169 orfani di femminicidio in due anni

Ma gli orfani di femminicidio sono la punta di un iceberg molto grande. "Sotto la punta ci sono quei minori per cui la violenza è quotidianità, per cui, quando le madri hanno il coraggio di uscire allo scoperto, rispondiamo con un sistema che non le tutela e di conseguenza tutela male orfani. Il problema è che abbiamo un sistema che contempla ancora il concetto di bigenitorialità quando, lo dice anche la Convenzione di Istanbul, la reale tutela dei minori è allontanarli dal genitore maltrattante e lavorare per ricucire il rapporto lesionato fra il figlio e la madre. Non dico di eliminare i padri dalla vita dei figli, ma il rapporto fra figlio e padre maltrattante deve essere subordinato ad un percorso in cui l’uomo arrivi alla fine con esito positivo". 

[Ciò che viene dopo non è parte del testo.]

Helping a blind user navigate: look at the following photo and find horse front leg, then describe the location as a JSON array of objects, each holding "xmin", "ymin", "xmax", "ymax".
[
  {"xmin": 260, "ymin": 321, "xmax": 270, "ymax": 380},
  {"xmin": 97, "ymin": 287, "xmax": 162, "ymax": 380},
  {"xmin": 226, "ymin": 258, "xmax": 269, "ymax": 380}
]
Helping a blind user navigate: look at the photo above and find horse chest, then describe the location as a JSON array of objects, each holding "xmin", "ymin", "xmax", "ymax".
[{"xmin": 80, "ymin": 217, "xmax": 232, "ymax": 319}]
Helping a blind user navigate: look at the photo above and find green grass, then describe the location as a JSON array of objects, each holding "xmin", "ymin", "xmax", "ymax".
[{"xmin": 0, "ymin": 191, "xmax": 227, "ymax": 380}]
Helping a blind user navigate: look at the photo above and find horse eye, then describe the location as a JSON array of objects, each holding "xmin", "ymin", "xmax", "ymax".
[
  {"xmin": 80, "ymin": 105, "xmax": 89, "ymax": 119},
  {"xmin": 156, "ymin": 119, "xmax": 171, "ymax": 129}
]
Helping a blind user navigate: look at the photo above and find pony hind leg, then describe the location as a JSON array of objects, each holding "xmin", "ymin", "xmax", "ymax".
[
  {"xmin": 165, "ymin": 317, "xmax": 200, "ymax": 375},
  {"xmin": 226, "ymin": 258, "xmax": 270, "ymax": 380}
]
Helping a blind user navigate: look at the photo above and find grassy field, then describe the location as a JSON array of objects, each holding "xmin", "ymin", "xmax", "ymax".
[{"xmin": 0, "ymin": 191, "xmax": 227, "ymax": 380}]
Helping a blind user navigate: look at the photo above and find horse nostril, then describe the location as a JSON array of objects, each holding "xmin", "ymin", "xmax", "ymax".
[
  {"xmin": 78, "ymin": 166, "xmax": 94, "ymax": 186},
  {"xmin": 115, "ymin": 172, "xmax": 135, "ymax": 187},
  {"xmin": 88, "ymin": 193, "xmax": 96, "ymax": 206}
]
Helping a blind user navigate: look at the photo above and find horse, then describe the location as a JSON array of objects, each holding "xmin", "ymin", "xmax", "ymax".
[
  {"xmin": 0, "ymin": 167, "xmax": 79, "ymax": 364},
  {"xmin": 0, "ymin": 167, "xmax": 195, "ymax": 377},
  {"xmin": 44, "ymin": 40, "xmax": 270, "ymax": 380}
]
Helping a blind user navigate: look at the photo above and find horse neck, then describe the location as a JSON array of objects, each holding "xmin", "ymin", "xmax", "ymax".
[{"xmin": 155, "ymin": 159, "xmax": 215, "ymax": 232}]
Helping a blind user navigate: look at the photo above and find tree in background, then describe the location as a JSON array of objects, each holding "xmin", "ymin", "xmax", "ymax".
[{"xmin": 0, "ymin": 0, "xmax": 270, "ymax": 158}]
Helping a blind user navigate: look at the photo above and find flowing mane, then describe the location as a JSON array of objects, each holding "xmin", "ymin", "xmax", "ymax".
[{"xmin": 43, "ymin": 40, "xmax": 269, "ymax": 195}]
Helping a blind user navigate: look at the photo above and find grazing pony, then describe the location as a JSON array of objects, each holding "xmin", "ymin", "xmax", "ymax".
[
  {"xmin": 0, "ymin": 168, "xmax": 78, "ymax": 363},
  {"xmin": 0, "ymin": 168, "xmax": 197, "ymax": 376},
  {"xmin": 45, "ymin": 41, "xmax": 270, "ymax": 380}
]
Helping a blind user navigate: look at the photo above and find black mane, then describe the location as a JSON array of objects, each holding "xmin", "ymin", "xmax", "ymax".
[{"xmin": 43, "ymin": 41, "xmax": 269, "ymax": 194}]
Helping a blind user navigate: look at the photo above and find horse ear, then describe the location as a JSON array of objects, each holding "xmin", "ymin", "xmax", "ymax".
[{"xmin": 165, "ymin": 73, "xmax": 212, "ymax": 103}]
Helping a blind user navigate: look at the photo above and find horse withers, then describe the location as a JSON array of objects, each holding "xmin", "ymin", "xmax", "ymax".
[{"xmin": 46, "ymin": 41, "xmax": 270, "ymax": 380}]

In Italia oggi non è così. "C’è la denuncia penale, nel frattempo nel civile si arriva alla separazione. Alla fine il padre vede sempre i propri figli almeno quanto la madre perché c’è la negazione della violenza anche da parte del sistema. Troppe volte i giudici, magari aspettano la fine del procedimento penale, anche di fronte a contesti palesemente violenti, consentono al padre maltrattante di restare parte di quella famiglia. Ma il diritto al rispetto della bigenitorialità non è tutelante".

Dunque a che punto siamo con l’elaborazione di programmi mirati per gli orfani di femminicidi? "Ci si sta lavorando. - conclude la criminologa -. Servono approcci e programmi terapeutici. Nel caso in cui diventano orfani, la cosa ancora più importante è pensare di poter lavorare con vittime di violenza assistita, cioè i figli che nascono e crescono in relazioni maltrattanti, dove la violenza non arriva al femminicidio, ma è una costante di tutti i giorni. Lo dico perché, quando la violenza viene subita dalla madre, abbiamo ancora un approccio che tende a separare questi due contesti, come se non fossero vittime della stessa persona, con processi di vittimizzazione secondaria a carico di entrambi". 

Perchè le donne vittime di violenza non vengono tutelate dal sistema giudiziario

Cosa prevede la legge per gli orfani di femminicidio

Oggi la legge che tutela gli orfani di femminicidi è la numero 4 dell’11 gennaio 2018, che tutela gli orfani a causa di crimini domestici. Il provvedimento riconosce tutele processuali ed economiche ai figli minorenni e maggiorenni economicamente non autosufficienti della vittima di un omicidio commesso da:

  • il coniuge, anche legalmente separato o divorziato;
  • l'altra parte dell'unione civile, anche se l'unione è cessata;
  • una persona che è o è stata legata da relazione affettiva e stabile convivenza con la vittima.

La legge consente ai figli della vittima l'accesso al patrocinio a spese dello Stato, a prescindere dai limiti di reddito. La norma anticipa anche il più possibile la liquidazione del danno patito dalle vittime del reato, modificando la provvisionale, cioè la somma di denaro liquidata dal giudice in favore della parte danneggiata, come anticipo sull'importo integrale che le spetterà in via definitiva. Nella maggioranza, gli interventi sono di carattere economico. Al netto di questo:

  • demandano a Stato, regioni e autonomie locali il compito di promuovere e organizzare forme di assistenza delle vittime, di promuovere servizi informativi, assistenziali e di consulenza; di predisporre misure per garantire il diritto allo studio e all'avviamento al lavoro per i figli delle vittime di crimini domestici;
  • prevedono che i figli delle vittime del reato di omicidio in ambito domestico abbiano diritto ad assistenza medico psicologica gratuita e siano esenti dalla partecipazione alla spesa per ogni tipo di prestazione sanitaria e farmaceutica;

Poca cosa rispetto a ciò che, secondo gli esperti, servirebbe per chi ha visto il proprio padre uccidere la propria madre. Soprattutto serve un programma nazionale e integrato, evitando di lasciare questo tipo di azioni all’arbitro dei vari enti locali, creando così interventi a macchia di leopardo.